Last Tuesday while I was in London, I had a few hours to spare after my meeting finished and before I could catch the off-peak train back home. The meeting took place just round the corner from Tate Modern so I took the opportunity to visit Performing Sculpture, the exhibition of work by Alexander Calder that’s showing there at the moment. I’ve been keen to see it but as we missed out on visiting London in January, opting to go walking up in Cumbria instead, I was pleased to be able to grab the opportunity.
Calder was a sculptor of “kinetic sculpture” and is best known as the inventor of the “mobile”(a name coined by Marcel Duchamp when he first saw one of the sculptures). Delicately balanced sculptures constructed of wire and metal.
As is usual with Tate Modern’s exhibitions it was a very comprehensive retrospective covering the evolution of Calder’s work. No photos allowed, so pictures are sourced from the Tate’s exhibition website.
Calder was also a master of wire sculptures. He expertly bent wire to create three dimensional ‘drawings in space’. Animals, circus performers and even portraits of friends, fellow artists such as Miro and Cocteau and other well known people like Josephine Baker.

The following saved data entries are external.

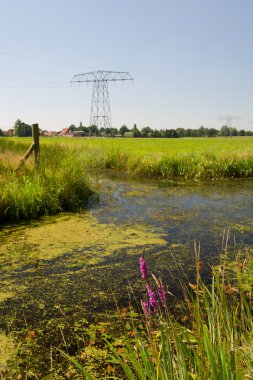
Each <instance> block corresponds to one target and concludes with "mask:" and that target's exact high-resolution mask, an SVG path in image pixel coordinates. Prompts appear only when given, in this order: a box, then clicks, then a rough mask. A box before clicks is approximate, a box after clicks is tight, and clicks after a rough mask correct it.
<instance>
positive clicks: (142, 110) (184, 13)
mask: <svg viewBox="0 0 253 380" xmlns="http://www.w3.org/2000/svg"><path fill="white" fill-rule="evenodd" d="M252 46H253V1H252V0H173V1H172V0H152V1H151V0H145V1H144V0H128V1H123V0H90V1H86V0H43V1H42V0H8V1H6V0H0V128H2V129H8V128H10V127H12V126H13V124H14V122H15V120H16V119H17V118H20V119H21V120H22V121H25V122H27V123H35V122H38V123H39V125H40V127H41V128H42V129H47V130H57V131H58V130H61V129H62V128H64V127H68V126H69V125H70V124H75V125H79V123H80V121H82V123H83V124H84V125H88V124H89V119H90V107H91V96H92V85H85V84H84V85H82V86H78V85H71V84H70V80H71V79H72V77H73V75H75V74H80V73H85V72H89V71H95V70H111V71H128V72H129V73H130V74H131V75H132V77H133V78H134V82H133V85H132V84H131V83H125V84H121V83H118V84H115V85H112V86H110V88H109V93H110V104H111V116H112V124H113V126H114V127H116V128H119V127H120V126H121V125H122V124H126V125H127V126H128V127H129V128H131V127H132V126H133V124H134V123H136V124H137V126H138V128H140V129H141V128H143V127H145V126H150V127H151V128H153V129H166V128H167V129H171V128H178V127H183V128H198V127H200V126H201V125H203V126H205V127H207V128H210V127H215V128H217V129H219V128H220V126H221V125H222V124H223V122H222V121H219V120H217V119H218V117H219V116H222V115H234V116H240V117H241V120H234V121H233V126H235V127H236V128H237V129H246V130H253V107H252V105H253V104H252V102H253V75H252V72H253V48H252Z"/></svg>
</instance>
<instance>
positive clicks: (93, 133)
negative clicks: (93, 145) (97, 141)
mask: <svg viewBox="0 0 253 380" xmlns="http://www.w3.org/2000/svg"><path fill="white" fill-rule="evenodd" d="M89 134H90V135H91V136H98V135H99V129H98V127H97V126H96V125H91V126H90V127H89Z"/></svg>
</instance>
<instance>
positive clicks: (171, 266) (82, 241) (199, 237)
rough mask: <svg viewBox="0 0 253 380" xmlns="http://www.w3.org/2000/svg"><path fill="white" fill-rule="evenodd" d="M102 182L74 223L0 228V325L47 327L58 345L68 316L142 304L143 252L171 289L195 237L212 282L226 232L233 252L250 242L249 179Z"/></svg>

Alexander Calder with “Edgar Varese” and “Untitled”, Saché, France, Gelatin silver print, 1963
I wasn’t aware of this aspect of his work and was fascinated by the works on display in two of the rooms at the beginning of the exhibition. Despite being constructed of wire which defined an empty volume, they almost seemed solid.
Hi! c 1928
Early in his career he visited the Paris studio of Piet Mondrian (we’d seen a reproduction of the studio at the Mondrian exhibition in Liverpool 18 months ago) and this experience inspired him to the extent that he was “converted” to abstract art. Seeing the coloured rectangles pinned to the wall he suggested that it would be interesting to make them move about. Mondrian clearly thought this was a stupid idea but Calder went away and started experimenting with creating abstract works that moved, driven with motors. There were examples of these “stabiles” – pieces that were anchored to the floor or other horizontal pieces in several of the following rooms.
Red and Yellow Vane 1934
I particularly liked those works inspired by the planets and constellations, such as A Universe a motorised work, in which a complex pattern is traced by two spheres, moving at different speeds along the looping wire paths.

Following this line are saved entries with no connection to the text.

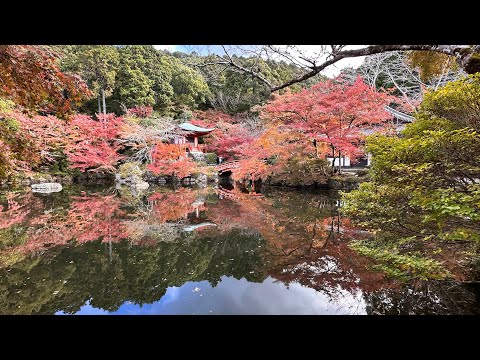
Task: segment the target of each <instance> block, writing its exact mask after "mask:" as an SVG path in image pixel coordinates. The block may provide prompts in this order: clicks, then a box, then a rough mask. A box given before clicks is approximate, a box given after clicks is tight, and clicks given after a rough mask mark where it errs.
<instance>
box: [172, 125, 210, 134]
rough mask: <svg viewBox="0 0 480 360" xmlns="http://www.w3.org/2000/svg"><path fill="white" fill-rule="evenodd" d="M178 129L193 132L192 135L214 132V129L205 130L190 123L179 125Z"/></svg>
mask: <svg viewBox="0 0 480 360" xmlns="http://www.w3.org/2000/svg"><path fill="white" fill-rule="evenodd" d="M179 127H180V129H182V130H185V131H188V132H193V133H198V134H208V133H209V132H211V131H213V130H215V128H211V129H207V128H202V127H200V126H196V125H193V124H190V123H183V124H180V125H179Z"/></svg>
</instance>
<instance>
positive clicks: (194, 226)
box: [182, 196, 217, 232]
mask: <svg viewBox="0 0 480 360" xmlns="http://www.w3.org/2000/svg"><path fill="white" fill-rule="evenodd" d="M191 209H192V210H193V211H190V212H188V213H187V214H186V216H185V217H186V218H188V215H189V214H191V213H193V212H195V219H200V211H204V210H206V208H205V199H204V198H203V196H200V197H198V198H197V199H196V200H195V201H194V202H193V203H192V204H191ZM206 226H217V224H214V223H211V222H202V223H199V224H190V225H187V226H184V227H183V229H182V230H183V231H186V232H191V231H195V230H198V229H201V228H204V227H206Z"/></svg>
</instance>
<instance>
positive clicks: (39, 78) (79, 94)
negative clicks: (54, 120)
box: [0, 45, 90, 115]
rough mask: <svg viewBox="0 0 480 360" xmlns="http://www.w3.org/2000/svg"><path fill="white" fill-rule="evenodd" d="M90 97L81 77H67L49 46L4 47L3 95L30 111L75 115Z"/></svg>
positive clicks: (3, 68)
mask: <svg viewBox="0 0 480 360" xmlns="http://www.w3.org/2000/svg"><path fill="white" fill-rule="evenodd" d="M89 95H90V91H89V90H88V88H87V86H86V84H85V83H84V82H83V81H82V80H81V79H80V77H79V76H77V75H71V74H65V73H63V72H61V71H60V69H59V68H58V65H57V56H56V54H55V53H53V52H52V51H50V50H49V49H48V48H47V47H45V46H38V45H0V96H2V97H7V98H10V99H11V100H13V101H14V102H15V103H17V104H19V105H22V106H24V107H26V108H29V109H34V110H43V111H47V112H54V113H56V114H58V115H65V114H69V113H71V111H72V110H73V107H74V105H78V104H79V102H80V101H81V100H82V99H83V98H85V97H87V96H89Z"/></svg>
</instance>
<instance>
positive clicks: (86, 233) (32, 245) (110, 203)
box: [19, 195, 128, 252]
mask: <svg viewBox="0 0 480 360" xmlns="http://www.w3.org/2000/svg"><path fill="white" fill-rule="evenodd" d="M73 200H74V201H73V202H72V204H71V205H70V209H69V211H68V213H67V215H60V214H55V213H47V214H43V215H40V216H37V217H35V218H33V219H32V220H31V221H30V222H29V224H28V225H29V226H30V227H31V229H29V231H28V241H27V242H26V243H25V244H24V245H23V246H21V247H19V249H21V250H22V251H24V252H31V251H37V250H40V249H42V248H46V247H49V246H52V245H54V246H58V245H65V244H67V243H69V242H70V241H73V240H76V241H77V242H80V243H84V242H88V241H93V240H97V239H102V241H104V242H107V241H111V242H117V241H119V240H121V239H123V238H126V237H128V235H127V234H126V231H125V227H124V225H123V222H122V216H124V215H125V213H124V212H123V211H122V210H121V209H120V204H121V200H120V199H119V198H118V197H116V196H115V195H108V196H105V195H88V196H82V197H73Z"/></svg>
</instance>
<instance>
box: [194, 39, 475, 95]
mask: <svg viewBox="0 0 480 360" xmlns="http://www.w3.org/2000/svg"><path fill="white" fill-rule="evenodd" d="M222 49H223V51H224V53H225V55H223V56H219V55H218V54H217V55H216V58H217V61H210V59H209V61H208V62H207V63H204V64H196V65H195V66H208V65H219V64H221V65H228V66H229V67H230V68H231V69H235V70H236V71H239V72H243V73H246V74H249V75H251V76H252V77H254V78H256V79H258V80H259V81H260V82H262V83H263V84H265V85H266V86H267V88H268V89H269V90H270V91H271V92H275V91H278V90H281V89H284V88H286V87H288V86H291V85H293V84H296V83H300V82H303V81H305V80H307V79H309V78H311V77H314V76H315V75H317V74H318V73H320V72H321V71H322V70H324V69H325V68H326V67H328V66H330V65H332V64H335V63H336V62H338V61H340V60H342V59H345V58H353V57H359V56H368V55H373V54H379V53H387V52H392V51H411V50H417V51H435V52H440V53H443V54H447V55H451V56H454V57H455V58H456V59H457V61H458V63H459V65H460V66H461V67H462V68H463V69H467V68H469V67H470V68H471V64H472V62H474V61H475V59H474V57H473V56H472V54H474V53H480V46H479V45H475V46H471V45H371V46H366V47H364V48H361V49H353V50H347V49H345V45H330V46H326V45H325V46H321V47H320V49H319V51H318V53H315V54H314V55H313V56H312V55H307V54H306V53H305V51H303V50H301V49H300V48H299V47H297V46H295V45H287V46H285V47H284V48H282V47H280V46H273V45H260V46H248V47H245V48H242V46H236V47H235V48H234V49H233V50H232V51H233V53H235V54H239V53H243V54H245V55H247V56H248V57H250V58H251V57H257V58H261V57H264V58H267V59H270V58H276V59H280V58H283V59H286V60H287V61H289V62H291V63H292V64H294V65H297V66H300V67H301V68H303V69H304V70H305V73H304V74H302V75H299V76H296V77H294V78H292V79H290V80H288V81H286V82H284V83H282V84H273V83H272V82H271V81H270V80H269V79H267V77H266V76H265V75H264V74H262V73H261V72H260V71H257V70H255V66H252V67H251V68H245V67H243V66H241V65H240V64H239V63H238V61H235V59H234V57H233V56H232V55H231V53H232V51H230V50H229V49H227V47H226V46H225V45H222ZM317 64H318V65H317ZM467 72H468V71H467Z"/></svg>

When the sculpture was first exhibited at the Museum of Modern Art, New York, Calder was told that Albert Einstein stood watching it for forty minutes, waiting for the mechanism to work through the ninety cycles of movement before it began to repeat itself. (exhibition website)
The culmination of the exhibition were the final three rooms which featured his mobiles, delicate structures hanging from the ceiling. I was fascinated by how he had been able to balance them. A process which would require a good understanding of mechanics, carefully balancing the metal elements by calculating “moments of force”, a combination of the mass of the elements and the length of the wires. So it wasn’t a surprise to learn that Calder trained as a mechanical engineer at the Stevens Institute of Technology in his early twenties, only becoming an artist a few years after he’d graduated.
Vertical Foliage 1941
There was only one work in the final room, but what a work it was. Black Widow, a 3.5 metre mobile suspended from the ceiling. The sculpture belongs to the Institute of Architects of Brazil in São Paulo. Usually hanging in a central space in the Institute’s headquarters, this is the first time it has been allowed out on loan.
Calder’s mobiles and stabiles were designed as kinetic works. They are meant to move. So it was disappointing that there was very little movement in the exhibition, despite the video on the Tate website showing one of the mobiles slowly pirouetting in the breeze as Calder intended. The works are delicate and many of those meant to be driven by motors are too old and delicate to allow them to be operated. That’s understandable. But there was also very little movement with the mobiles suspended from the ceiling. They swayed gently, but there were strict instructions not to touch them or blow at them. Given that the whole point of these works is that they are meant to move, this was disappointing. The “Performing Art” didn’t perform. The mobiles were largely immobile. However, despite this I have to say that this was an excellent exhibition. Some beautiful works – particularly the wire sculptures, astronomical works and, best of all, the mobiles.